O tom diverte, pois fala dos seres fantásticos com o mesmo rigor teórico dispensado aos reais
A construção da sociedade dos gnomos é também um pouco incongruente: num primeiro momento, afirma-se não haver classes, distinção entre ricos e pobres, e o rei é eleito por seu povo. Mais adiante, no entanto, menciona-se a “nobreza”, e os gnomos eleitos reis são sempre do tipo “doméstico”, próximos dos humanos, que os tornam mais instruídos. Ou seja, embora se afirme que em tudo os gnomos são melhores que os humanos (em termos físicos ou morais), os mais dignos de governar são aqueles “melhorados” pelo convívio com a humanidade. Humanos que, aliás, são bastante criticados no último capítulo, que narra a interação dos autores com um dos gnomos que lhes prestou “consultoria”.

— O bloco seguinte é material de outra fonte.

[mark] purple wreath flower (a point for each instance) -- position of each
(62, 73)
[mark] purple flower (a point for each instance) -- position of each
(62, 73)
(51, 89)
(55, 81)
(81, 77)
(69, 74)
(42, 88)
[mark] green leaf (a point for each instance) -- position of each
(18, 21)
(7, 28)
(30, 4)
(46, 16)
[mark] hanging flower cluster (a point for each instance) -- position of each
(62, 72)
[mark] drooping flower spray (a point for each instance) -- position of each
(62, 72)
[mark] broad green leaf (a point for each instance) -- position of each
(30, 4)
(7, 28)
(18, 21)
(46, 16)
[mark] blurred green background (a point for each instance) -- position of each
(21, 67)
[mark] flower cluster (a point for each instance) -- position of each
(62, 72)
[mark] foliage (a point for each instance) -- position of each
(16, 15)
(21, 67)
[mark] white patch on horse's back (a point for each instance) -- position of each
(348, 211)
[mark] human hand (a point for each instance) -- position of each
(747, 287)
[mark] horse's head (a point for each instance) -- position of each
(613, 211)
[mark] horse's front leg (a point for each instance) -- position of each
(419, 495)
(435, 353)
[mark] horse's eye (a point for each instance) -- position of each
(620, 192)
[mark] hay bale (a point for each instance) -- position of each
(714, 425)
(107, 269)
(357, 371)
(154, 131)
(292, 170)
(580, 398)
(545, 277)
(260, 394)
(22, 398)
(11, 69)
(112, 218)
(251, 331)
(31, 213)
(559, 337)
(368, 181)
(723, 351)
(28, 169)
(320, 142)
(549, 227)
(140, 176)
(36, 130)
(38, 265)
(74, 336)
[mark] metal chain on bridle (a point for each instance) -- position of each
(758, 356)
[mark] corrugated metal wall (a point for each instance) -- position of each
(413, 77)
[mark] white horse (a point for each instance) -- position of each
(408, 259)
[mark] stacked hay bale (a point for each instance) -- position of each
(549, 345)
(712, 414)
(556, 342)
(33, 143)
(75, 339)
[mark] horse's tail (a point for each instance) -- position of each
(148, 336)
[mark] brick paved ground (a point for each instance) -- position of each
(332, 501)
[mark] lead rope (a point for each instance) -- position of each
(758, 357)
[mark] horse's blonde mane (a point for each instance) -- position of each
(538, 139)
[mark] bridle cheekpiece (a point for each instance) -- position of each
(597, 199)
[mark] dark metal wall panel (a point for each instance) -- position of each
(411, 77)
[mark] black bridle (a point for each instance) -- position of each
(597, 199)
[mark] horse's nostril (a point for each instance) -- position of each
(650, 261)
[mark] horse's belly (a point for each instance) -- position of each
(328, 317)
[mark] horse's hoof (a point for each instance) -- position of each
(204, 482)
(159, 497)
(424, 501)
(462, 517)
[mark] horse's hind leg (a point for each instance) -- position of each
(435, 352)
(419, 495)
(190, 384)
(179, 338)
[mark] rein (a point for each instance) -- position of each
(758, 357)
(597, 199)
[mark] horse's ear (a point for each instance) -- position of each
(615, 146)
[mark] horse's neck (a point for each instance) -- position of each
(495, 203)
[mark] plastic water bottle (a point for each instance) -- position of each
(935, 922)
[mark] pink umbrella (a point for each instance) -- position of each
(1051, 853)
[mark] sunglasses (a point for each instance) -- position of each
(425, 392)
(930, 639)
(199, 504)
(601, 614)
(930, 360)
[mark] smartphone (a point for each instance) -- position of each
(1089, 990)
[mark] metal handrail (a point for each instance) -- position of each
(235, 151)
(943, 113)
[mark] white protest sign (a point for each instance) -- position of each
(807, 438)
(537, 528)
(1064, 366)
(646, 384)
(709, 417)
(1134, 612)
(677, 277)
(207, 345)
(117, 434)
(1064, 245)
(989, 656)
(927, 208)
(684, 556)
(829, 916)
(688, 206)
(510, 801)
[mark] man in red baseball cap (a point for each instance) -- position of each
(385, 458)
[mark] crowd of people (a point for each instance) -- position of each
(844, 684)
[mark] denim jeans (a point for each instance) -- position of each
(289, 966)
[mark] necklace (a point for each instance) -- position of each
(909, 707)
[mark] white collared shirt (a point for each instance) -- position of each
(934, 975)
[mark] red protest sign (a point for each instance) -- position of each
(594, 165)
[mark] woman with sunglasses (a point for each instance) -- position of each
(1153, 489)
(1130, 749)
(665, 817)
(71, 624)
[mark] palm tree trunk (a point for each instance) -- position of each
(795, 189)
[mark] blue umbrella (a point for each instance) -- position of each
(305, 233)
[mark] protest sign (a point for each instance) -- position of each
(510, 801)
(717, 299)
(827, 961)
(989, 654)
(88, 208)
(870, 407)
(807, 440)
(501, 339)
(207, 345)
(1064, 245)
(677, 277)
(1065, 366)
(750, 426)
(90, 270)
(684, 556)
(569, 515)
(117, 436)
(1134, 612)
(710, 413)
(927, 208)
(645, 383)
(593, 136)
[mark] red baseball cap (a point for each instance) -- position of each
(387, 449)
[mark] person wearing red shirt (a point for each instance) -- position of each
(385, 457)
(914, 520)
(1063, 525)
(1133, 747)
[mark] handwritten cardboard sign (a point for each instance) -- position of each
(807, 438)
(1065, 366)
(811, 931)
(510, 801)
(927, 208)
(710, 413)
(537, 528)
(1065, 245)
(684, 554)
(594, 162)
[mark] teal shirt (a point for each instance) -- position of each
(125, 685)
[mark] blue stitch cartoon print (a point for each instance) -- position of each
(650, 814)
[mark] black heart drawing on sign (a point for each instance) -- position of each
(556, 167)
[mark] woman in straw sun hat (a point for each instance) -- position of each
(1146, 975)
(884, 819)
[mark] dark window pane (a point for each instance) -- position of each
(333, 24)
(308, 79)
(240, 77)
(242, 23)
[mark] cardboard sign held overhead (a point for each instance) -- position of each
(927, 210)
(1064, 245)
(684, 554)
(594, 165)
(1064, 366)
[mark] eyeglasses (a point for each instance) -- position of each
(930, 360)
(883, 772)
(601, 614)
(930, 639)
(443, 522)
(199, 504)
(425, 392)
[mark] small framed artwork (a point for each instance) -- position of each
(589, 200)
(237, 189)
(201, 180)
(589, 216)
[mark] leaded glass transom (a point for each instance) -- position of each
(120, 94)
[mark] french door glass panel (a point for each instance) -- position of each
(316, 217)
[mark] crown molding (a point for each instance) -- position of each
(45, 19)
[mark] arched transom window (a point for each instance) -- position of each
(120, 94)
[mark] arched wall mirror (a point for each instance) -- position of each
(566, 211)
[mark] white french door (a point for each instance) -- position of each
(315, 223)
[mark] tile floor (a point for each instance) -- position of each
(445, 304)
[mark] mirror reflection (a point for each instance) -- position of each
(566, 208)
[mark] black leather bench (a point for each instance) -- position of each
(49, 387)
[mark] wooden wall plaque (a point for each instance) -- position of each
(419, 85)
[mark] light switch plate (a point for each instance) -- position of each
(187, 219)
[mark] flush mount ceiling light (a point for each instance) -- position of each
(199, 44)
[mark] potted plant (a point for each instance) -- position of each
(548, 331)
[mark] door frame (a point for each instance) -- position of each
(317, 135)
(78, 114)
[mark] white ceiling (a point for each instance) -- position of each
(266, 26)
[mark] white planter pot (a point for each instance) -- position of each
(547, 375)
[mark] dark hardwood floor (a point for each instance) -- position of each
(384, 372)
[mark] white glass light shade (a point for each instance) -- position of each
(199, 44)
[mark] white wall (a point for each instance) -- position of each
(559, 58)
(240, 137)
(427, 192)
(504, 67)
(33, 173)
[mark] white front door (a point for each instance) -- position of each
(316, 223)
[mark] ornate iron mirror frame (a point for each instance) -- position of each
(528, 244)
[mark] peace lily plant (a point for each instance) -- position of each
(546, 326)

A relação entre gnomos e animais é descrita em detalhes nas “lendas dos gnomos”, na parte final do livro. É interessante vê-los como verdadeiros amigos da natureza: vegetarianos que só comem ovos não fecundados de aves, que trocam por seus serviços. Há uma relação de amigável permuta. Essa conexão com o habitat e suas diversas populações animais aparece de maneira positiva ao longo do livro, mas é desmentida por frases curtas, fáceis de ignorar: o gnomo de jardim, “por ser bem instruído” (ou seja, próximo dos humanos) se sente deslocado na floresta. Mas há aí um vestígio da velha oposição entre natureza e cultura, na qual a última aparece como superior.
Gnomos traz também duas partituras de canções dos seres mágicos, contribuindo para o jeito de estudo etnográfico, acessível a crianças mais crescidas. As muitas aquarelas espalhadas nas páginas remetem às lendas, aos contos de fadas e às fábulas, e o texto “acadêmico”, aos livros de curiosidades pelos quais tantas crianças se apaixonam e que frequentemente despertam as primeiras faíscas para uma futura profissão. O fato de haver tanto de história e ciência em meio à ficção fantástica também cria um desejo de descobrir: quanto disso é verdade?
Matéria publicada na edição impressa #74 em setembro de 2023.